I was recently running pandoc
to convert some HTML, which contained something like this:
<ul>
<li>foo
<li><hr>
</ul>
Pandoc produced this:
- foo
-
* * * * *
This example has fairly little agreement on how to interpret it. Pandoc and several others interpret it the same way, and the same way as the original HTML that I had. Others interpret it at a setext heading followed by a code block, some others as a list with the second element empty, followed by a code block. I can see how those interpretations would each come about, based on precedence of different rules.
The commonmark 0.26.0 interpretation seems surprising to me; it interprets it as 2 separate lists, one with the second element empty, the other containing a single element containing a horizontal rule. I’m having a hard time figuring out how you could get this result; if the first list ended, I would expect the indented line containing asterisks to just be interpreted as a code block. If the first list did not end, I would expect the horizontal rule to be contained in the second element of the first list.
I think, according to my reading of the spec, that the pandoc interpretation is the correct one, but I wanted to make sure.

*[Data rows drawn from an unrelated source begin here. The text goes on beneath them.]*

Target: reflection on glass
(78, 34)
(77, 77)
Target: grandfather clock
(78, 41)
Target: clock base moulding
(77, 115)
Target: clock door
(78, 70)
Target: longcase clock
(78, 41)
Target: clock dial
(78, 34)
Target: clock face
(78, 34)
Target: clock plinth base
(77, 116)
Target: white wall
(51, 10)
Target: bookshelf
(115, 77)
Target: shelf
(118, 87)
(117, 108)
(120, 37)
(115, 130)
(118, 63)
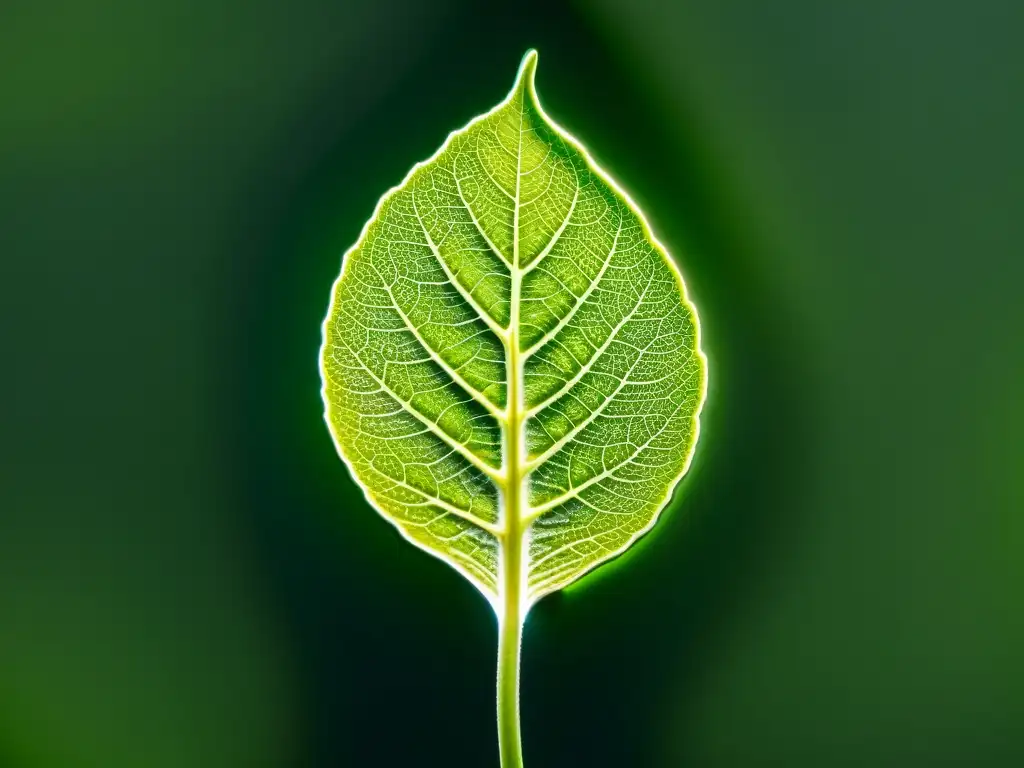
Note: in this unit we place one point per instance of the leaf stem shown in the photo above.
(509, 645)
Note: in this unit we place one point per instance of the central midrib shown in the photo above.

This example came about when trying to run curl http://words.steveklabnik.com/structure-literals-vs-constructors-in-rust | pandoc -f html -t markdown > /tmp/test.md; rustdoc --test /tmp/test.md
, in order to run some test cases extracted from a web page. rustdoc
was interpreting the horizontal rule as a code block, and thus producing a spurious test failure, but before filing a ticket against rustdoc
or its Markdown parser, I wanted to check to see what the interpretation of this line should be.